The wild life retrieval specialist came and disconnected the tubing from the dryer and from the outside venting structure and caught the little rabbit in his gloved hands as it slid out. He told me he’d rescued lots of animals from dryer vents but never a rabbit. With great care, he carried the little rabbit outside and told me to get it some water, which he waited for—such kindness—before setting it down. I took a good look at the rabbit and recognized it as the one that had come up to our front door and looked inside just a few days before. My husband and I both met him then, face to face for a good half minute or so, and we thought how unusual to have such a close up meeting with a little rabbit, and then he hopped away. Now here he was again but not in a good way. He was trembling. He barely moved. After the retrieval specialist left, I went back in to work, but walked back out to check on the little rabbit every 5 minutes or so. After just a short while, though, it was apparent he was doing very poorly and so I put him in a shoe box, along with some grass and water, and covered it with a screen to keep flies away.

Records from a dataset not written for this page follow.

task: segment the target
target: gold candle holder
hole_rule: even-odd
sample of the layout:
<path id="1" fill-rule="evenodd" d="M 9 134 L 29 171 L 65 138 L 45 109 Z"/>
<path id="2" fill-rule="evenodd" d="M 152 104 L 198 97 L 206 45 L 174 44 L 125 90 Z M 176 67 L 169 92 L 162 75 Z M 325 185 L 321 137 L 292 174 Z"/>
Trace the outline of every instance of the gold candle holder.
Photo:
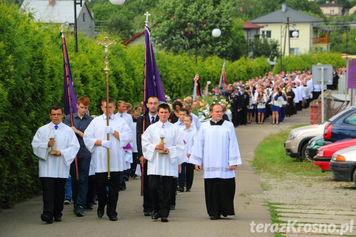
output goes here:
<path id="1" fill-rule="evenodd" d="M 161 143 L 163 143 L 163 139 L 164 139 L 164 136 L 161 135 L 160 137 L 161 138 Z M 163 150 L 159 150 L 158 153 L 166 153 L 166 151 Z"/>
<path id="2" fill-rule="evenodd" d="M 49 138 L 49 140 L 54 140 L 54 137 L 51 137 L 50 138 Z M 51 151 L 48 152 L 48 154 L 51 154 L 52 155 L 55 155 L 57 154 L 57 151 L 54 151 L 54 147 L 53 146 L 51 147 Z"/>

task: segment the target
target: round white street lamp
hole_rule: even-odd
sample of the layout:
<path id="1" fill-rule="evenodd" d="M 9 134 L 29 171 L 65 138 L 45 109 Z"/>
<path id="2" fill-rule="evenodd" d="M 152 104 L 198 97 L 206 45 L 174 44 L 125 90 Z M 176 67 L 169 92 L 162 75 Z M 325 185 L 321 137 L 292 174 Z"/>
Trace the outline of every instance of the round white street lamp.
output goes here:
<path id="1" fill-rule="evenodd" d="M 299 33 L 296 30 L 294 30 L 292 32 L 292 37 L 293 38 L 297 38 L 298 35 L 299 35 Z"/>

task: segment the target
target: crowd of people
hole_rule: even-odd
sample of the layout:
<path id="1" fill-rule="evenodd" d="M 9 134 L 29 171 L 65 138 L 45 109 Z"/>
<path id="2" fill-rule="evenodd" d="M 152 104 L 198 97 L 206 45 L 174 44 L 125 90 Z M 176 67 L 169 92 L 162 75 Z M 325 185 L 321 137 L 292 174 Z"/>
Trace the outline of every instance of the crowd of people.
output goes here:
<path id="1" fill-rule="evenodd" d="M 339 70 L 344 73 L 344 69 Z M 330 88 L 337 87 L 338 78 L 334 70 L 336 82 Z M 126 189 L 126 181 L 138 179 L 138 175 L 144 215 L 168 222 L 170 210 L 176 208 L 177 191 L 191 191 L 194 170 L 200 171 L 203 164 L 210 219 L 233 215 L 234 170 L 241 164 L 234 127 L 251 123 L 254 116 L 258 124 L 271 116 L 271 123 L 278 125 L 285 116 L 308 108 L 321 89 L 313 84 L 309 70 L 274 76 L 268 73 L 210 92 L 207 87 L 202 96 L 175 98 L 171 106 L 160 104 L 152 96 L 144 114 L 143 103 L 133 108 L 110 98 L 108 105 L 107 99 L 102 101 L 103 114 L 90 116 L 90 100 L 82 97 L 77 112 L 67 115 L 63 123 L 63 109 L 54 106 L 49 110 L 51 122 L 39 129 L 32 143 L 39 158 L 41 219 L 47 223 L 62 221 L 64 204 L 72 200 L 77 216 L 84 216 L 85 209 L 97 204 L 99 218 L 106 207 L 109 219 L 116 221 L 119 192 Z M 213 102 L 207 103 L 207 97 Z M 201 110 L 207 113 L 207 108 L 210 119 L 204 121 Z"/>
<path id="2" fill-rule="evenodd" d="M 339 75 L 345 73 L 344 67 L 333 70 L 333 84 L 325 86 L 335 89 Z M 196 97 L 193 107 L 199 108 L 207 96 L 223 99 L 223 103 L 229 107 L 225 110 L 225 119 L 232 122 L 236 128 L 252 122 L 254 116 L 257 124 L 262 124 L 266 119 L 272 117 L 272 124 L 278 125 L 285 117 L 297 113 L 303 108 L 309 107 L 311 101 L 321 93 L 321 86 L 314 85 L 311 70 L 282 72 L 273 76 L 271 72 L 246 81 L 232 84 L 218 85 L 208 91 L 203 91 L 202 98 Z M 185 99 L 188 101 L 191 97 Z"/>
<path id="3" fill-rule="evenodd" d="M 41 219 L 47 223 L 61 221 L 64 205 L 72 200 L 73 214 L 77 216 L 84 216 L 85 209 L 93 209 L 93 204 L 97 204 L 98 217 L 104 216 L 106 207 L 109 219 L 116 221 L 119 192 L 126 189 L 125 181 L 137 179 L 139 174 L 143 183 L 144 215 L 168 222 L 170 210 L 175 209 L 177 188 L 180 192 L 190 192 L 194 169 L 200 171 L 203 163 L 210 219 L 234 215 L 234 171 L 241 161 L 233 126 L 224 123 L 219 104 L 210 106 L 212 123 L 205 125 L 209 121 L 201 124 L 192 112 L 192 105 L 183 108 L 178 100 L 173 103 L 175 109 L 171 112 L 169 105 L 159 104 L 158 99 L 152 96 L 146 104 L 148 112 L 140 115 L 142 106 L 133 109 L 129 103 L 119 101 L 114 113 L 116 106 L 113 99 L 109 99 L 107 106 L 103 99 L 103 114 L 90 116 L 90 100 L 80 97 L 77 112 L 67 115 L 64 123 L 62 108 L 50 108 L 51 122 L 39 129 L 32 143 L 39 158 L 43 191 Z M 203 133 L 199 131 L 200 125 L 205 126 Z M 214 130 L 211 125 L 223 129 L 217 128 L 219 132 L 211 133 Z M 208 144 L 219 136 L 224 141 L 220 151 L 231 148 L 234 151 L 218 153 L 221 158 L 218 160 L 227 166 L 209 172 L 207 166 L 214 164 L 216 157 L 205 155 L 206 150 L 212 149 Z M 200 142 L 194 145 L 197 136 Z M 202 142 L 205 139 L 206 142 Z M 228 192 L 219 197 L 217 194 L 222 193 L 222 187 L 229 187 Z"/>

I texted my daughter-in-law who texted her sister, who frequently rescues all kinds of animals from all kinds of situations, and she suggested putting a heating pad under the shoe box. I microwaved a rice heat pack and put it alongside the box on the side where the rabbit was standing, and then went online and started putting in search terms to find someone or something that could help this little guy. Let’s call it divine intervention. It took only a few minutes before I pulled up a spreadsheet of names of “Permitted Wildlife Rehabilitators in Minnesota.” This list cataloged who to call for ducks and squirrels and even bears. Yes, rabbits too. Regular people who do this as volunteers. I picked a name from my county and called, leaving a message.

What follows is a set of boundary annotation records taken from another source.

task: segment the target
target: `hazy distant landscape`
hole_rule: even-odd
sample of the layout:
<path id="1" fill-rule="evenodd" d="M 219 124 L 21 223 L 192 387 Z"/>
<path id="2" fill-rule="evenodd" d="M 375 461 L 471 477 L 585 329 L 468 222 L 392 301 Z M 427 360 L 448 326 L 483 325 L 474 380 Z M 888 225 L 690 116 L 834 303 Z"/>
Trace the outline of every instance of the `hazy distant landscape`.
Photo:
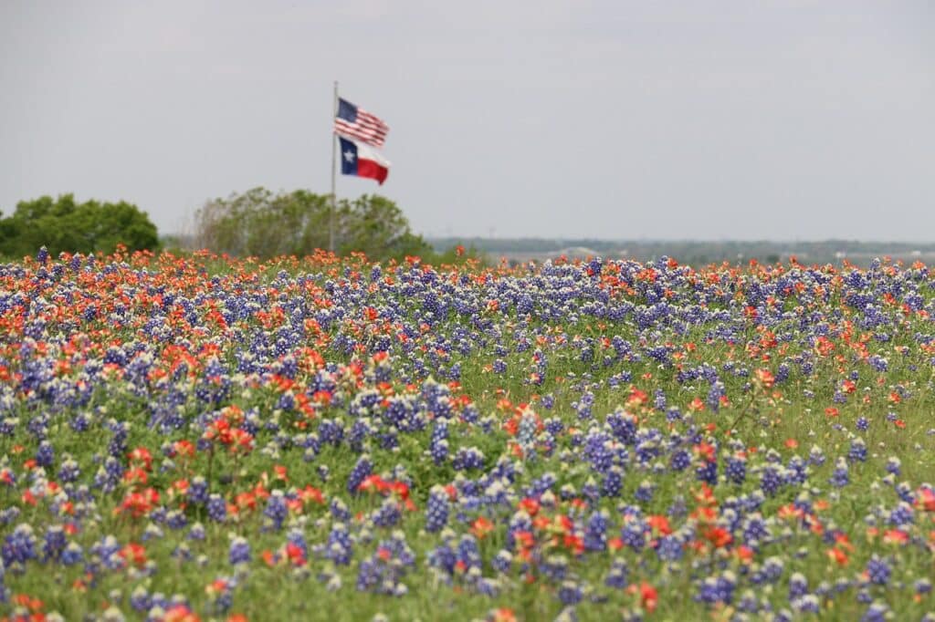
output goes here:
<path id="1" fill-rule="evenodd" d="M 728 262 L 746 262 L 751 259 L 767 263 L 787 262 L 790 257 L 805 264 L 843 264 L 846 261 L 866 266 L 875 257 L 893 261 L 924 262 L 935 259 L 935 244 L 918 242 L 858 242 L 826 240 L 821 242 L 775 242 L 766 240 L 597 240 L 541 238 L 429 237 L 439 252 L 457 245 L 474 247 L 488 259 L 506 258 L 511 262 L 542 262 L 561 255 L 568 258 L 601 256 L 604 259 L 632 259 L 647 262 L 666 256 L 682 263 L 704 265 Z"/>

About an hour later, a woman called back, her voice full of kindness, full of concern, and since she lived only about 10 minutes from me, came right over to pick up the little rabbit. When she got there, she picked the rabbit up in her bare hands—such gentleness—and turned him over to examine from all directions. He was injured and infected in ways I hadn’t been able to see, and she figured that he had probably tried to hide inside the tubing because he was ill. She would take him home and see what she could do to nurse him back to health. I said to her that given how many rabbits are in all of our yards, and how so many people try to keep the rabbits out of their gardens and so forth, that it was remarkable that she would go to such lengths to help a little rabbit live. She said, “But he’s here and he needs help.”

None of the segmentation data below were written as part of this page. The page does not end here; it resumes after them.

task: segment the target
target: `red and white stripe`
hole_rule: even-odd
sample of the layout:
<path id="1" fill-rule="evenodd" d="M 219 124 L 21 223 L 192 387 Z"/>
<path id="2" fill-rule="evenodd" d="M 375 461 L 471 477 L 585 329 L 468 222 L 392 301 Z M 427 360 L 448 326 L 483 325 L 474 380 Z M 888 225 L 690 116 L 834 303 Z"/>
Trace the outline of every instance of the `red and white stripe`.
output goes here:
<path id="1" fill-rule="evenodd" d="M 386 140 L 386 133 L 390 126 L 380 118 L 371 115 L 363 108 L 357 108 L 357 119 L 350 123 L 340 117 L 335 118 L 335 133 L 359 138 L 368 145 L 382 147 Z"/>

The next week I emailed her to see how the rabbit was doing. She wrote me back that she had given him a number of therapies, including injectable fluids, pain meds, and antibiotics, but that he had died the next day. She wrote how at least he had died without pain and in a warm and safe environment. I read her email with a huge lump in my throat, which is back now as I write this post. It’s not only that I came to care for that little rabbit, but it’s also, to a huge degree, that I’m overwhelmed that this woman was there with such love and care and that she is there for more creatures than this little rabbit guy and that there are more amazing people like this all over, under the radar. With all the emphasis placed these days on vocation, all the talk about how we need to carefully follow our calls, all the assessments so many of us make about what will bring us money, first author status, top billing, on and on, the image of this woman carefully examining this little rabbit and carrying him to her car is going to stay with me a long time.